LAG SH Sachsen begrüßt das Urteil des Bundesverfassungsgerichts zur Triage
Bis heute gibt es in Deutschland für die Triage-Situation kein Gesetz, obwohl wir uns bereits seit zwei Jahren in der Covid-19-Pandemie befinden. Triage bezeichnet eine Methode, nach der im Fall knapper intensivmedizinischen Ressourcen in Notlagen oder Pandemien entschieden wird, wer zuerst behandelt wird. Die Deutsche Interdisziplinäre Vereinigung für Intensiv- und Notfallmedizin (DIVI) veröffentlichte im Frühjahr 2020 klinisch-ethische Empfehlungen für solche Entscheidungen. Die DIVI empfiehlt demnach, dass sich die Priorisierung der Patienten am Kriterium der klinischen Erfolgsaussicht orientieren soll, d. h. Menschen mit besseren Überlebenschancen sollen zuerst behandelt werden.
Verfassungsbeschwerde
Im Juni 2020 reichten neun Menschen mit Behinderung eine Verfassungsbeschwerde gegen die von der DIVI herausgegebenen Triage-Richtlinien ein, da sie befürchteten, im Fall einer Triage aufgrund ihrer Vorerkrankungen oder Behinderungen nicht behandelt zu werden. Die Beschwerdeführer*innen, darunter die Richterin Nancy Poser und die Aktivist*innen Raul Krauthausen und Anne Gersdorff, sahen durch die Richtlinien ihre Grundrechte verletzt. Sie beantragten,
„dass die Bundesregierung spätestens innerhalb eines Monats nach Verkündung seines Beschlusses ein Gremium benennt, in dem vertreten sind: medizinische Expert*innen verschiedener Fachrichtungen, Menschen mit Behinderungen, die vom Deutsche Behindertenrat benannt werden, sowie vom Deutschen Bundestag benannte Vertreter. Dieses Gremium soll, bis zur Verabschiedung einer entsprechenden gesetzlichen Regelung, vorläufige Vorgehensweisen entwickeln und beschließen, wie knappe intensiv-medizinische Behandlungs-Ressourcen verteilt werden sollen, wenn im Rahmen der fortdauernden Pandemie eine kritische Behandlungssituation in Deutschland entstehen sollte.“ (Verfassungsbeschwerde 27.06.20)

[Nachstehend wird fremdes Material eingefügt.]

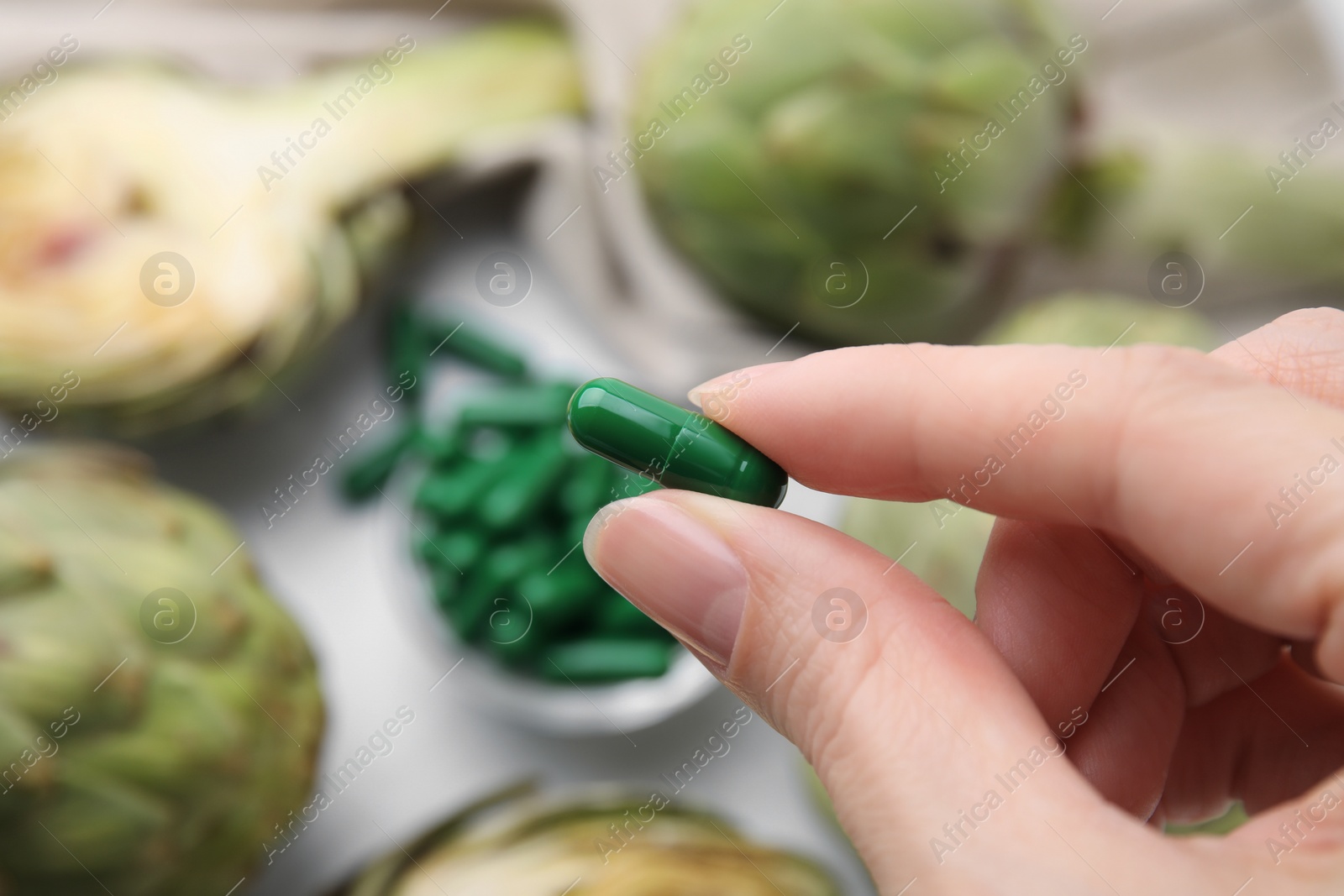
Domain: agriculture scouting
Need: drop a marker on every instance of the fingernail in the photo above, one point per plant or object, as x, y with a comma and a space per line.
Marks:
674, 567
711, 387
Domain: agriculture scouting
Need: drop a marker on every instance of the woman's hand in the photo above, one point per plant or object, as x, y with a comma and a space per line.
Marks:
1025, 752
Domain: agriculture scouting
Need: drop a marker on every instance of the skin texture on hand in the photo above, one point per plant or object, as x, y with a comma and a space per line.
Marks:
1039, 747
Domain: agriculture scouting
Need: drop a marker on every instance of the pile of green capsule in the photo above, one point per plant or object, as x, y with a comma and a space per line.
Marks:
501, 506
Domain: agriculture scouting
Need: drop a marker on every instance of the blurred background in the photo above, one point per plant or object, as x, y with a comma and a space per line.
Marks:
336, 268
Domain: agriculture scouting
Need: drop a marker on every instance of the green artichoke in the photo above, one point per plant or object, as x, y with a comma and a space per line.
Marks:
600, 846
942, 542
864, 168
178, 244
159, 712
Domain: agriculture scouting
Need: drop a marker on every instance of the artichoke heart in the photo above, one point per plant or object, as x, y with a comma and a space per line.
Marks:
175, 244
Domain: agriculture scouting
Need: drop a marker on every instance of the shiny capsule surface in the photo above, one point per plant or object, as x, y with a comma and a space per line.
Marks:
672, 446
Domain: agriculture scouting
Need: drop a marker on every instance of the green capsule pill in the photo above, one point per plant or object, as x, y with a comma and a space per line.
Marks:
519, 406
375, 466
456, 550
452, 493
534, 473
564, 594
407, 354
617, 617
675, 448
606, 660
588, 486
475, 348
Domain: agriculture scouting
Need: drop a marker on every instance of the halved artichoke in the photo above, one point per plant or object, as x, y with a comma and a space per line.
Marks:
159, 711
178, 244
597, 846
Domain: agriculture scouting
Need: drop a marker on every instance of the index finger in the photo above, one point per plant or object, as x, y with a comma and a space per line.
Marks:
1230, 484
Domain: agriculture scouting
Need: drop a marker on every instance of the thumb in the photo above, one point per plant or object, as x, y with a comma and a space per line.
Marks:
938, 762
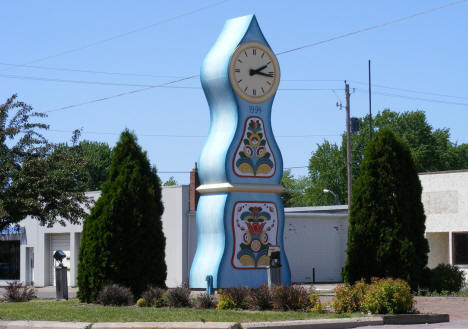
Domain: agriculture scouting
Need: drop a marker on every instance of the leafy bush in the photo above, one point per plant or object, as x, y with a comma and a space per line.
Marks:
115, 295
388, 296
260, 299
290, 298
141, 303
125, 220
178, 297
204, 301
236, 295
154, 296
226, 303
315, 305
446, 277
348, 298
16, 292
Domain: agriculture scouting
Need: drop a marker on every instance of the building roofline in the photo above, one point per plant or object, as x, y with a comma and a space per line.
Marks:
318, 209
443, 172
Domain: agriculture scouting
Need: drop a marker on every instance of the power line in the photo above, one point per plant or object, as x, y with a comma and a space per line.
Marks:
373, 27
124, 34
188, 172
92, 71
185, 136
411, 90
119, 95
102, 83
280, 53
431, 100
167, 85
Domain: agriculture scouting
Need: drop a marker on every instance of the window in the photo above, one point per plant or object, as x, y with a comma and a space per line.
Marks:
460, 248
9, 260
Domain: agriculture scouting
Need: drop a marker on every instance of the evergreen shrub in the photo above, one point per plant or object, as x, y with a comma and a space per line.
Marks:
122, 240
387, 221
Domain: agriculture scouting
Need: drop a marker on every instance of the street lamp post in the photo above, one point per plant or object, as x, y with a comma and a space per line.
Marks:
325, 190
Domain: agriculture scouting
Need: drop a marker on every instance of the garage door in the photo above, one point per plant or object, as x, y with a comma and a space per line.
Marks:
59, 242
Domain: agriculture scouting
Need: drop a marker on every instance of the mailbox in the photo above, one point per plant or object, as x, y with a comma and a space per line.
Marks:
274, 269
61, 284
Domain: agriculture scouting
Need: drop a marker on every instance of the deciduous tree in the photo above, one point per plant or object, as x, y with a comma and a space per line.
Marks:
35, 180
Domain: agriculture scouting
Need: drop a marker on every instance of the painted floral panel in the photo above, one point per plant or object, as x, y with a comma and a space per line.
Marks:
253, 155
255, 228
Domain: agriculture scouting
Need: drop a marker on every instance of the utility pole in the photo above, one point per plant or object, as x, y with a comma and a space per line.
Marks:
348, 144
370, 106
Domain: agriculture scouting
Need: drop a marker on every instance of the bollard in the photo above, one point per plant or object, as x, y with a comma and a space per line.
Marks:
209, 285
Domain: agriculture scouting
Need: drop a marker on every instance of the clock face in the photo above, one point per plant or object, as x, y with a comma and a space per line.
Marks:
254, 72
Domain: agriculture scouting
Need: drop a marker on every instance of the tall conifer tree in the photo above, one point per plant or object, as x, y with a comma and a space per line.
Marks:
122, 240
387, 221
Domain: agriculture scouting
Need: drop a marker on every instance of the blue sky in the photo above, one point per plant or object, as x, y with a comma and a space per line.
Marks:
169, 39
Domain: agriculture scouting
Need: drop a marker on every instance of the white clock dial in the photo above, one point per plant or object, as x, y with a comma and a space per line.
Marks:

Einen Antrag auf einstweilige Anordnung wies das Gericht in Karlsruhe damals ab, stellte allerdings fest, dass die Verfassungsbeschwerde in der Hauptsache „nicht unzulässig oder offensichtlich unbegründet” ist.
Urteil des BVerfG
Nun hat das Bundesverfassungsgericht am 16. Dezember 2021 einen Beschluss gefasst. Die Richter gaben den Klägern Recht; der Gesetzgeber muss Menschen mit Behinderungen oder Vorerkrankungen im Falle einer Triage schützen:
„Da der Gesetzgeber solche Vorkehrungen bislang nicht getroffen hat, hat er die aus dem Schutzauftrag des Art. 3 Abs. 3 Satz 2 GG hier wegen des Risikos für das höchstrangige Rechtsgut Leben (Art. 2 Abs. 2 Satz 1 GG) folgende konkrete Handlungspflicht verletzt. Der Gesetzgeber muss – auch im Lichte der Behindertenrechtskonvention – dafür Sorge tragen, dass jede Benachteiligung wegen einer Behinderung bei der Verteilung pandemiebedingt knapper intensivmedizinischer Behandlungsressourcen hinreichend wirksam verhindert wird.“ (PM BVerfG 28.12.21)

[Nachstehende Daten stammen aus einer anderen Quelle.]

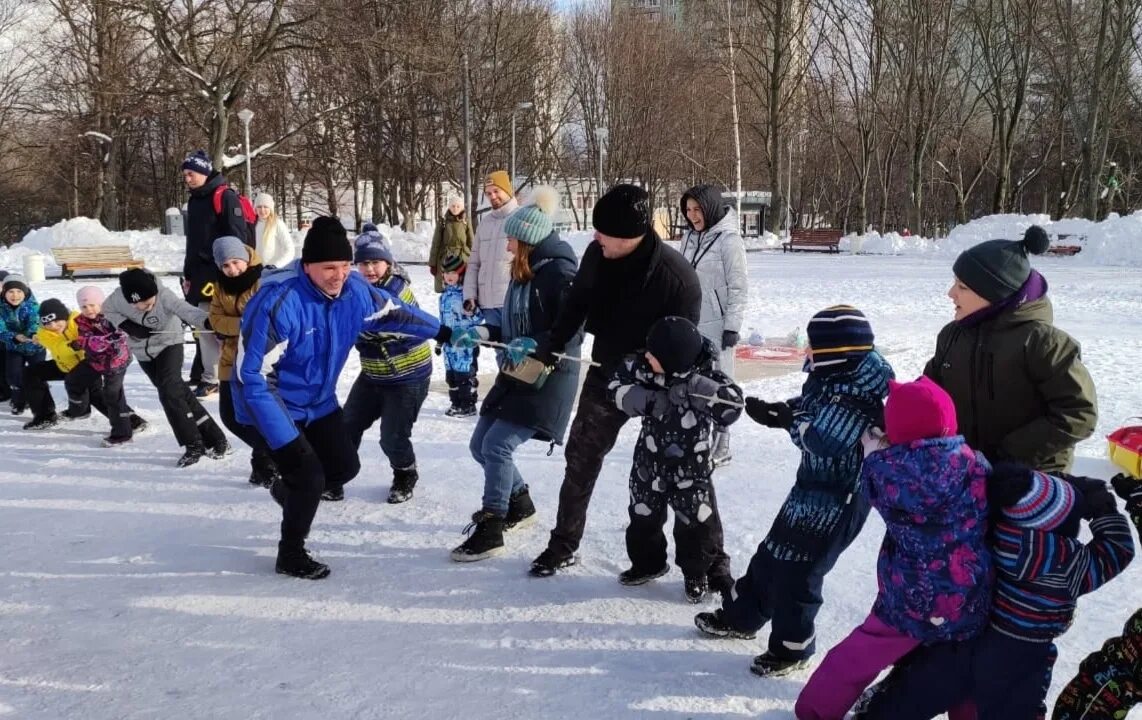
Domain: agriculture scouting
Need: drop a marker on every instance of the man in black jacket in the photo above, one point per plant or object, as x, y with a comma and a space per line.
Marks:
203, 226
627, 280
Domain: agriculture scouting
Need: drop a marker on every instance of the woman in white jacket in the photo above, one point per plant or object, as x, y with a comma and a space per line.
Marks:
272, 238
715, 249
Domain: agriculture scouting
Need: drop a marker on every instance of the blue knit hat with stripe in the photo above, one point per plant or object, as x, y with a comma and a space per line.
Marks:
838, 335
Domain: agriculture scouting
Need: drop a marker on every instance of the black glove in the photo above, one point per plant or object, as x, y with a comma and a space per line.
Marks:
1128, 488
770, 414
134, 329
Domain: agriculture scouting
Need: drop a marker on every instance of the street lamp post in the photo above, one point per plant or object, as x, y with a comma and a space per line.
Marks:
601, 137
247, 114
523, 105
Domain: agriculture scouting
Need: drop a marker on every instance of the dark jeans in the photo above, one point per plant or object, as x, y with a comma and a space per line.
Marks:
14, 365
594, 431
189, 420
328, 460
789, 592
259, 458
395, 406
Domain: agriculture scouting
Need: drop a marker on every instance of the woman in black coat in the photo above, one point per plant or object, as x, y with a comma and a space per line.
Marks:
514, 410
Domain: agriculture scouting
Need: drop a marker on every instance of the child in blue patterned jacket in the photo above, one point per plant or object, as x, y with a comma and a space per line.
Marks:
460, 364
934, 569
842, 398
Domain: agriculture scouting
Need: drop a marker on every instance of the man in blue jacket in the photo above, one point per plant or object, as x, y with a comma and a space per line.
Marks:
296, 336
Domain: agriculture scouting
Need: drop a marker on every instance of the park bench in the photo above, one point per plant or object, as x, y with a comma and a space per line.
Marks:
821, 239
97, 257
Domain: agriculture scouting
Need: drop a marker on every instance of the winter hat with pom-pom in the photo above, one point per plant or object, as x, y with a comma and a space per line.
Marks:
918, 410
996, 270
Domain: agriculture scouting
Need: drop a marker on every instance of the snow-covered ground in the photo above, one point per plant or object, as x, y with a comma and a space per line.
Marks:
136, 590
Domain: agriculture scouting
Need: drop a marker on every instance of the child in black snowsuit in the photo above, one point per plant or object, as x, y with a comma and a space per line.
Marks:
1109, 681
683, 400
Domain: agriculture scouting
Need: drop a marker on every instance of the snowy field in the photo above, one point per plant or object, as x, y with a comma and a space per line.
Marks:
136, 590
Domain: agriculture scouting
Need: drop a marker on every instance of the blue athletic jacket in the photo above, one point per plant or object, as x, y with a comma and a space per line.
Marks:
295, 341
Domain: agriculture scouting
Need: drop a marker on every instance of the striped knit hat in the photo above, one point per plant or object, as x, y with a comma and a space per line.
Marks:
1048, 504
838, 334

Der Gesetzgeber sei gehalten, dieser Handlungspflicht unverzüglich durch geeignete Vorkehrungen nachzukommen. Bei der konkreten Ausgestaltung käme ihm ein Einschätzungs-, Wertungs- und Gestaltungsspielraum zu.

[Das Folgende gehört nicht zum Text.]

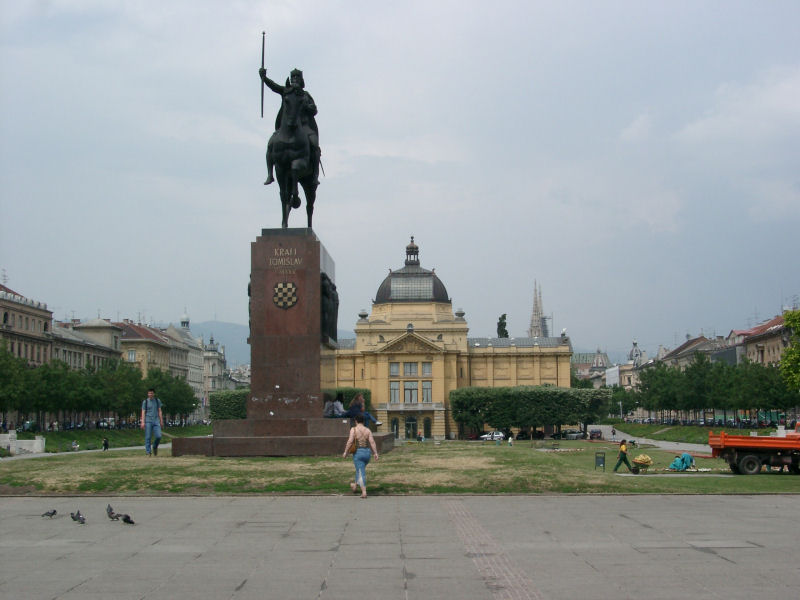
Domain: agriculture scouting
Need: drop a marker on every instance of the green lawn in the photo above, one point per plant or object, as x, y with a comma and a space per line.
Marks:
413, 468
61, 441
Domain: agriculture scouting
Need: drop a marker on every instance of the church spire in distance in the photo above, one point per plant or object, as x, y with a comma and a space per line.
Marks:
538, 326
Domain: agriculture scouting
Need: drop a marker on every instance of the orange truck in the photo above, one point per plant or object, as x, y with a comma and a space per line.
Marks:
747, 454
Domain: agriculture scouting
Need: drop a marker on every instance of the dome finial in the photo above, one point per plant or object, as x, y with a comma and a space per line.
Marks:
412, 253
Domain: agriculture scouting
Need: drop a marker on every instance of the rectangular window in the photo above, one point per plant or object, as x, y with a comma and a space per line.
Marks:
427, 391
410, 392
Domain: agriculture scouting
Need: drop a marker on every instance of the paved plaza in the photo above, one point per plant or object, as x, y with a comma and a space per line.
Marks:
463, 547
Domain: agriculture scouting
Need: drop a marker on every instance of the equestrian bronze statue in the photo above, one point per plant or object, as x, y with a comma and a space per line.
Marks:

Die LAG SH Sachsen begrüßt das Urteil des Bundesverfassungsgerichts. Menschen mit Behinderungen und chronischen Erkrankungen waren bislang nicht ausreichend vor Diskriminierung und Vernachlässigung in einer Triage geschützt. Nun ist ein schnelles Handeln seitens der Bundesregierung gefordert.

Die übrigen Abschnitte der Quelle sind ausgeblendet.